FMS training device market dynamics
Training device CLS modifications are the most predictable revenue stream in aerospace defense — they recur on fixed cycles, are funded through FMS cases (not subject to U.S. appropriations volatility), and scale with fleet utilization. The May 1 modification is the third Phase II CLS extension on this contract, indicating consistent Saudi commitment to maintaining training fidelity.

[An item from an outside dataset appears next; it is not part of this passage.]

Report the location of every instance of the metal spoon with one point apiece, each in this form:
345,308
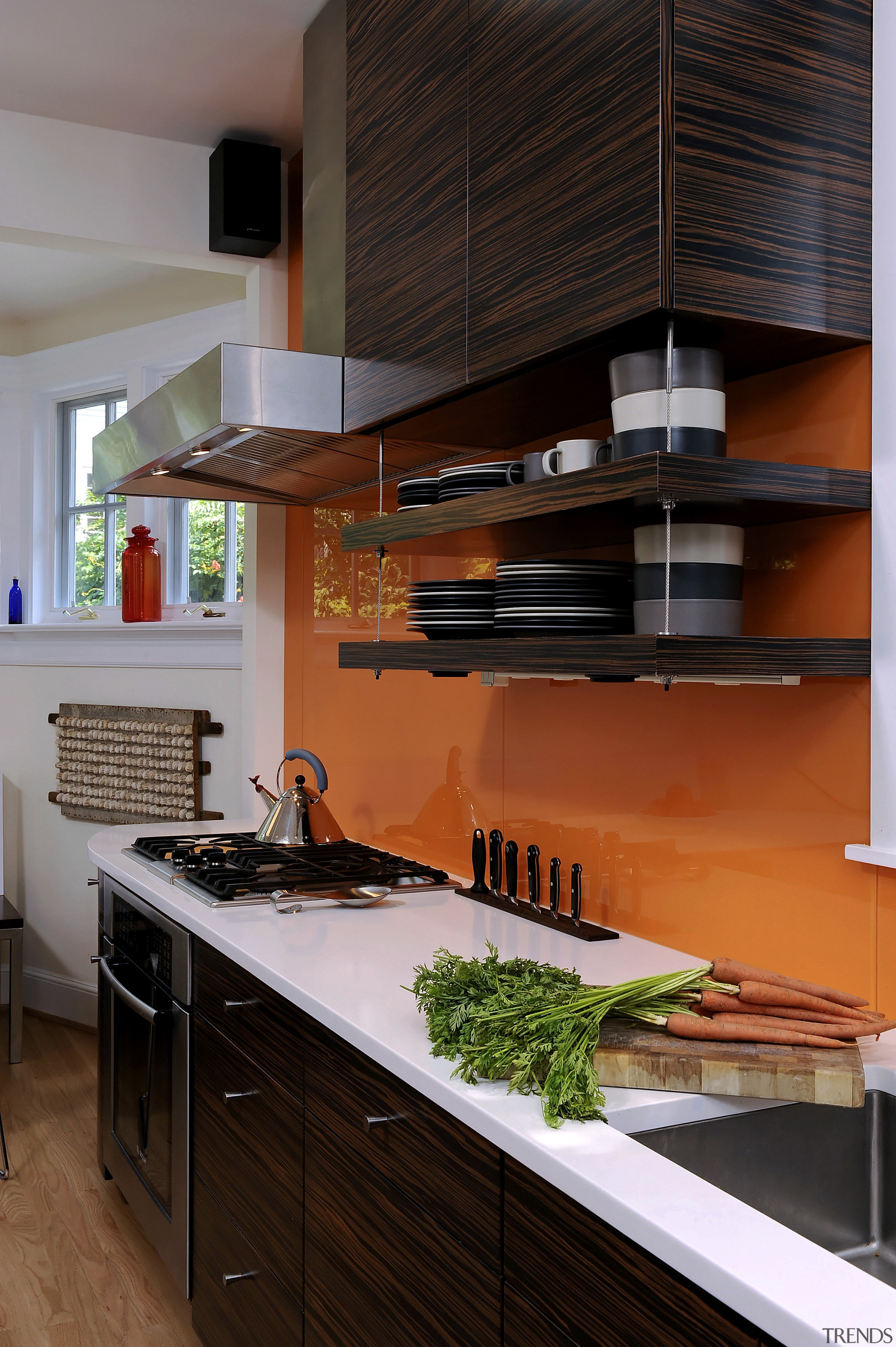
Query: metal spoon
359,896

| Training Device Type | Purpose | Key Technology |
|---|---|---|
| Full-Flight Simulator (FFS) | Mission rehearsal, emergency procedures, instrument currency | 6-DOF motion platform, AESA radar simulation, wide-area visual system |
| Weapons System Trainer (WST) | Air-to-air and air-to-ground weapons employment | Simulated AIM-120, AIM-9X, GBU-28, JDAM weapons systems |
| Part-Task Trainers | Avionics procedures, cockpit familiarization | High-fidelity cockpit mockup, interactive lessons |
| Courseware/LMS | Syllabi management, sortie records, evaluation tracking | Digital learning management, grade-book integration |
Supply chain and subcontractor picture
Boeing Defense, Space & Security's St. Louis campus is the contract home, but the supply chain for training devices is regionally distributed. Key subcontractor categories include:
- Visual systems: Rockwell Collins (now Collins Aerospace/RTX) supplies the wide-area visual display systems used in F-15 simulators — high-resolution projection or LED dome systems that replicate terrain, threat environments, and weather
- Motion system: Servo-hydraulic hexapod motion platforms require specialized maintenance beyond standard aerospace sustainment; E2M Technologies and similar firms provide engineering support
- Avionics simulation software: The F-15SA AESA radar and EW suite require high-fidelity software models that must track firmware changes in the operational aircraft — a technically demanding continuous-update task
- Instructor Operating Station (IOS): The IOS interfaces allow Saudi instructors to inject failures, weapons, and scenarios; software currency is the most labor-intensive CLS element
What's next for this program
Saudi Arabia's Vision 2030 defense industrialization agenda — which aims to produce 50% of defense equipment domestically — adds a layer of complexity to future CLS negotiations. The Kingdom is pressing Boeing and other FMS suppliers for technology transfer and in-Kingdom work content. Future training device modifications may incorporate Saudi-based maintenance elements, which would shift some of the St. Louis CLS work to RSAF-operated or SAMI (Saudi Arabian Military Industries)-supported facilities.
Separately, the RSAF is evaluating options for a follow-on trainer recapitalization as the original Phase I devices approach the end of their design life. A new-build device procurement — likely a Phase III or a clean-sheet replacement program — could emerge in the FY2028–2030 timeframe.